Finding period of a recursive sequence defined by modular operator? If  $f(x)$ is defined as :
$f(x)=i$ ,if $x\equiv i$  (mod n),  $0\leq i< n$
How can I prove whether the following recursive sequences are periodic or not?
$$x_{i+1}=f(k_0+k_1x_{i}+k_2x_{i-1}+...+k_{m+1}x_{i-m})$$ 
and $$x_i=1,0\leq i< m$$
And for instance, how can I find period of an special case:($k_0=k_1=k_2=1$)
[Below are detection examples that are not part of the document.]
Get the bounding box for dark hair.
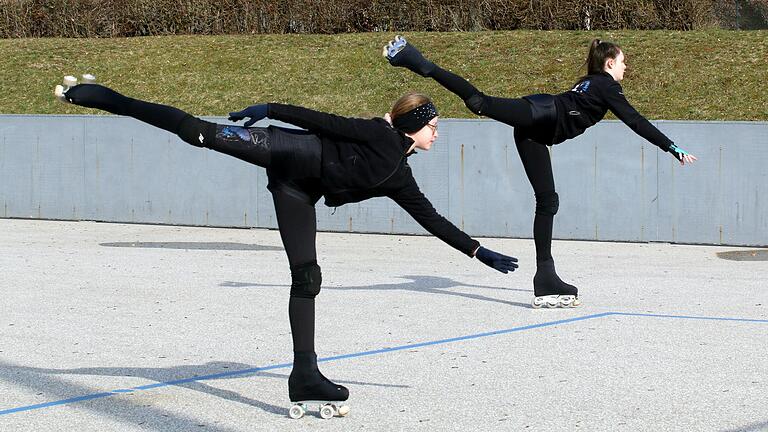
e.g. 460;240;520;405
389;93;432;121
586;39;621;75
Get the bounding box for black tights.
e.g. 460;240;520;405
430;66;557;262
61;84;319;351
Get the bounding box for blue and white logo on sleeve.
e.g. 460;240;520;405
571;80;592;93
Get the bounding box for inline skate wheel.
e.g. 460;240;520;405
288;405;304;419
320;404;334;420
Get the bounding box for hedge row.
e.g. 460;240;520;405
0;0;752;38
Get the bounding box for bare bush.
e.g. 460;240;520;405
0;0;728;38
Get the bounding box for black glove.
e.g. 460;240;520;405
229;104;269;127
475;246;518;273
384;36;435;77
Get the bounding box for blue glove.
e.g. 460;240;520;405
229;104;269;127
384;36;435;77
669;144;688;161
475;246;518;273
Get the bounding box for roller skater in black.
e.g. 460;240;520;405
383;36;696;308
54;77;517;418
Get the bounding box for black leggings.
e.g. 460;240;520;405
431;66;558;262
61;84;321;351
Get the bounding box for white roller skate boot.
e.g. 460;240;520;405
53;74;96;103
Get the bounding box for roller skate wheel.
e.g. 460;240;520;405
288;405;305;419
53;85;67;102
546;297;560;309
64;75;77;87
320;404;334;420
571;297;581;307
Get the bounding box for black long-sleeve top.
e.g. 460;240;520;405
552;72;672;151
268;103;480;256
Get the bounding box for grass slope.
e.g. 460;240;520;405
0;30;768;121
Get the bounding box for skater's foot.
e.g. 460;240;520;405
53;74;96;103
382;36;435;77
288;352;349;402
288;351;349;419
531;258;581;309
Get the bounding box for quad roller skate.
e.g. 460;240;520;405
53;74;96;103
288;352;349;420
288;401;349;420
531;259;581;309
382;36;435;77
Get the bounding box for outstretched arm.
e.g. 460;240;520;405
383;36;532;127
229;103;382;141
390;178;517;273
604;82;696;165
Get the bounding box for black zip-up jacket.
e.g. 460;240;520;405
552;72;672;151
268;103;480;256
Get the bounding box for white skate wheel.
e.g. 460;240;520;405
53;84;67;102
320;405;333;420
288;405;304;419
571;297;581;307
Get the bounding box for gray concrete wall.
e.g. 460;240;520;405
0;115;768;245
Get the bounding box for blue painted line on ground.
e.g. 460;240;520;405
0;312;768;416
0;312;610;416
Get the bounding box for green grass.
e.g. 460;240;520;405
0;30;768;121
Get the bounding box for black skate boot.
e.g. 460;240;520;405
531;258;581;309
383;36;435;77
288;351;349;419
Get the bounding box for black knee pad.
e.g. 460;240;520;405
536;191;560;216
291;261;323;298
177;115;216;147
464;93;485;115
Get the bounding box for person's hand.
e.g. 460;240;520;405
475;246;518;273
229;104;269;127
669;144;698;165
381;36;436;77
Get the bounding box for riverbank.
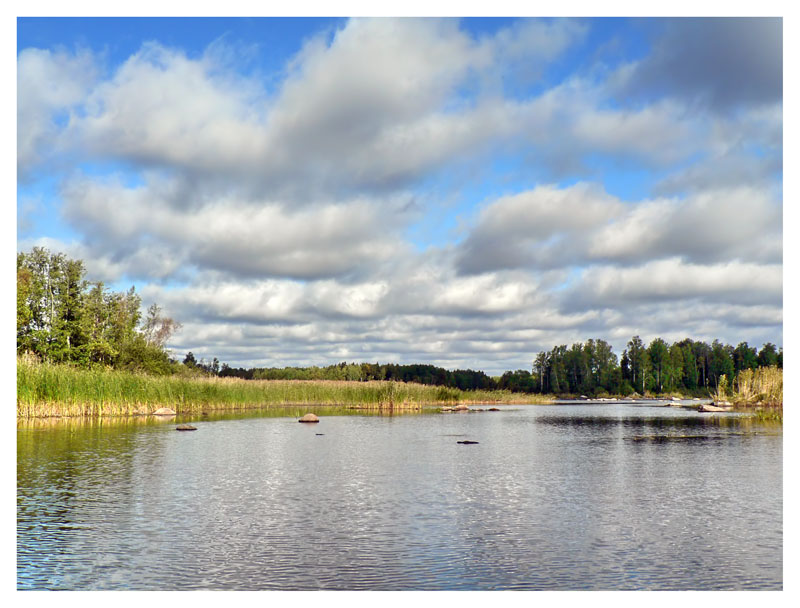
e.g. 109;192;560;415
17;359;552;417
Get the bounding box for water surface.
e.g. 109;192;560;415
17;403;783;590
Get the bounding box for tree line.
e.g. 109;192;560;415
532;336;783;396
216;360;497;390
17;247;783;396
17;247;180;374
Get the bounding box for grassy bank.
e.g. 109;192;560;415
17;359;546;417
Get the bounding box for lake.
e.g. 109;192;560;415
17;403;783;590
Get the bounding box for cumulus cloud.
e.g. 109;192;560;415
63;173;412;279
456;183;782;274
620;17;783;110
564;258;783;309
17;48;97;177
17;19;783;373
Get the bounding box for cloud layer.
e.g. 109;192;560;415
17;19;783;373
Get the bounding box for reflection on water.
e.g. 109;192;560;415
17;404;783;590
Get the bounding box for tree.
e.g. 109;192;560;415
733;342;758;374
142;304;182;348
627;336;648;393
647;338;669;393
709;340;734;388
758;342;778;367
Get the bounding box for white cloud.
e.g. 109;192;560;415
17;48;97;175
457;184;782;273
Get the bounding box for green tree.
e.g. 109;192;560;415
647;338;669;393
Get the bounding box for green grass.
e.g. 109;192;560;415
17;359;548;417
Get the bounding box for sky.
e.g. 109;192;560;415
16;17;783;374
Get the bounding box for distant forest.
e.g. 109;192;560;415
17;248;783;396
209;336;783;396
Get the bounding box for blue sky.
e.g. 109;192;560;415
17;18;783;373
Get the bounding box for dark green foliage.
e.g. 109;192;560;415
758;342;783;367
17;247;179;374
532;336;783;396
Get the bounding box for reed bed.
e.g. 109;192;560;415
17;359;544;417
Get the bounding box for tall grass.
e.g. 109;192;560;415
733;366;783;405
17;359;544;417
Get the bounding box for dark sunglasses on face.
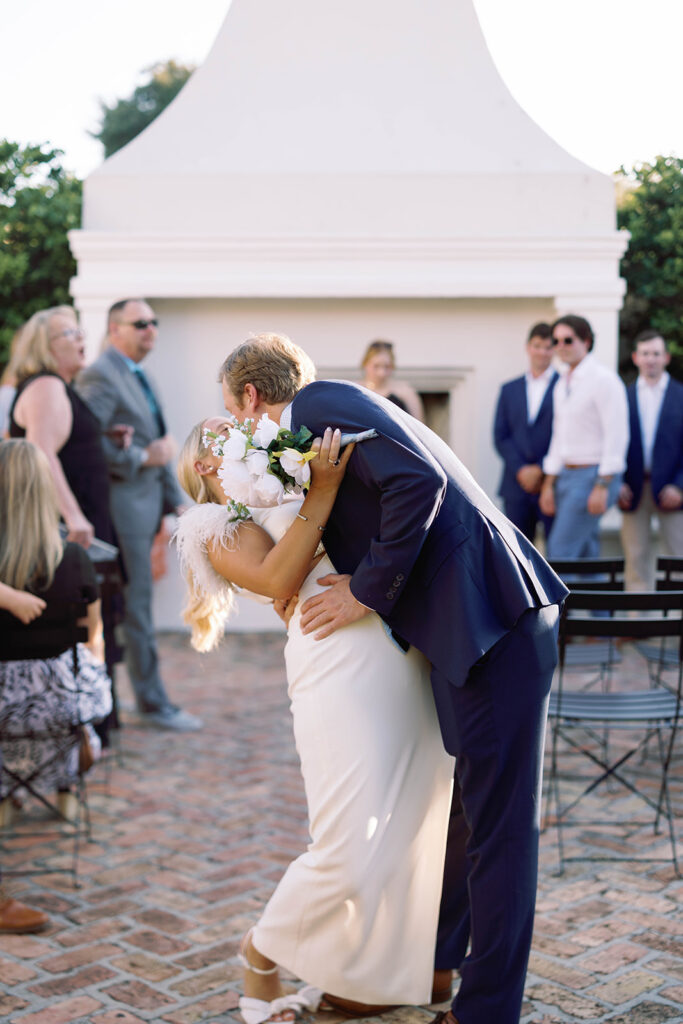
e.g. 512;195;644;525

$$x_{i+1}=f(1+x_{i}+x_{i-1}) $$ $$x_0=x_1=1$$
 A: 1)All sequences are periodic after a certain point
The first sequences are periodic after a certain integer,and there period is less than $$(m+1)^n $$
In order to prove this you can consider the sequence
$$y_k=(x_k,x_{k+1},\cdots,x_{k+m}) $$
and observe that if there exists two integers $i< N$ such that $y_i=y_N$ then $x_i$ is periodic and it's period is less than $N$, the second observation is the fact that $y_k$ can take it's values in the set $[0,n-1]^{m+1}$ which is finite ant it's cardinal is $(m+1)^{n}$ and this means that $N,i$ (in the first observation) must exist.
2)Is all sequences fully periodic from the first point,
This is equivalent to asking whither there exists an integer such $N$ such that:
$$y_N=y_1 $$
This is not true in general take for example the sequence (there are simpler examples but this example shows why this could hold):
$$n=4\quad f(n)= (n\mod 4)$$
and consider the sequence:
$$x_{n+1}=f(4x_{n-4}) $$
3)advanced study of the problem
The sequence as stated is very known and their periodicity is well studied, as you defined the function $f$ to be the identity in $K=\mathbb{Z}_n$ the set of sequences could be defined in the ring $\mathbb{Z}_n$ by :
$$x_{i+1}=k_0+k_1x_{i}+k_2x_{i-1}+...+k_{m+1}x_{i-m}$$
and from here, this type of sequences is called : linear recurrence sequences, when $K$ is a field they are related to the roots of their corresponding polynomial $P$ having $k_i$ as coefficients and we can even find a closed form for the sequence $a_k$. In particular, when $K=\mathbb{Z}_n$ with $n$ is a power of a prime, we know a theorem due to Peterson linking the period of the sequence to the smallest integer $r$ such that corresponding polynomial $P$ divides $x^r-1$. See for example the paper: LINEAR RECURRING SEQUENCES OVER FINITE FIELDS for a revue.
The periodicity is studied in "MODULAR PERIODICITY OF LINEAR RECURRENCE SEQUENCES" in general, but there are no more powerful results than what we proved in $(1)$
4) The second question
For the following sequence:
$$x_{i+1}=1+x_i+x_{i-1} \quad \quad x_0=x_1=1$$
we consider $y_i=(x_i+1)/2$ we have:
$$y_{i+1}=y_i+y_{i-1}\quad \quad y_0=y_1=1 $$
which is a shifted Fibonacci sequence and its period is called the $n$th Pisano period, written $\pi(n)$, and I don't know a closed form for this number but it's also well studied and you can prove a lot of relations between these numbers.